The Enterprise Edition tools turn Coroot into a production-aware investigator. The agent does not have to feed raw metrics, logs, and traces back into an LLM and hope it spots the pattern. Coroot already knows the topology of each system, the SLIs of each service, the deploy history, and how the components depend on each other. investigate_anomaly uses that model directly. It correlates the affected SLI against every candidate signal (CPU, memory, GC, network, log patterns, downstream latency, deploys) using deterministic ML, ranks the most likely causes, and only then asks an LLM to put the result into words. What the agent receives is a focused diagnosis with evidence, not a wall of telemetry to interpret.
Connecting an agent
The endpoint is https://<your-coroot>/mcp with HTTP streamable transport and OAuth 2.0 (see Authentication below).
Claude Code
claude mcp add --transport http coroot https://<your-coroot>/mcp
Then start claude, run the /mcp slash command, pick coroot, and choose Authenticate. A browser opens to complete the OAuth flow.
Cursor
Edit ~/.cursor/mcp.json.
{
"mcpServers": {
"coroot": {
"url": "https://<your-coroot>/mcp"
}
}
}
Open Cursor Settings → MCP, find the coroot server, and click Connect to start the OAuth flow.
Codex
codex mcp add coroot --url https://<your-coroot>/mcp
Then start codex, run the /mcp slash command, pick coroot, and choose Authenticate. A browser opens to complete the OAuth flow.
Authentication
The MCP endpoint uses OAuth 2.0. Each user signs in with their own Coroot account on first connect, and the agent runs with that user's RBAC permissions. Every tool call is authorized server side, so an agent can only see and act on what its user is allowed to.

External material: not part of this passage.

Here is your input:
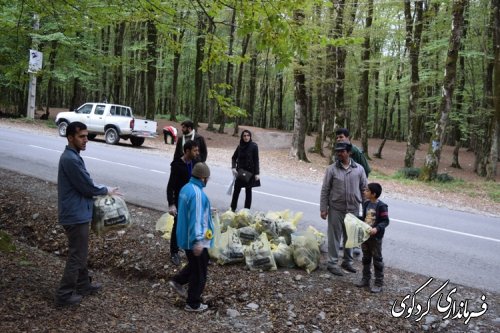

Switching between projects
A Coroot project usually corresponds to one cluster, and a single MCP session can move between as many projects as the user has access to.
- The agent calls
list_projectsto see what is available. The result is a{name: id}map. - It calls
select_projectwith one id. The selection sticks for the rest of the session, so subsequent tools (list_applications, query_logs, traces_summary) all run against that project. - Switching is just another
select_projectcall. No reconnect, no re-auth. - Application ids returned by tools are 4-part
cluster_id:namespace:Kind:name(for examplehwvop6p7:default:Deployment:checkout). The cluster prefix keeps ids unambiguous when the user moves between projects, so pass them back unchanged.
If you also use multi-cluster projects, they show up alongside regular ones in list_projects. Pick the multi-cluster project to query the aggregated view, or pick a member project to scope the question to one cluster.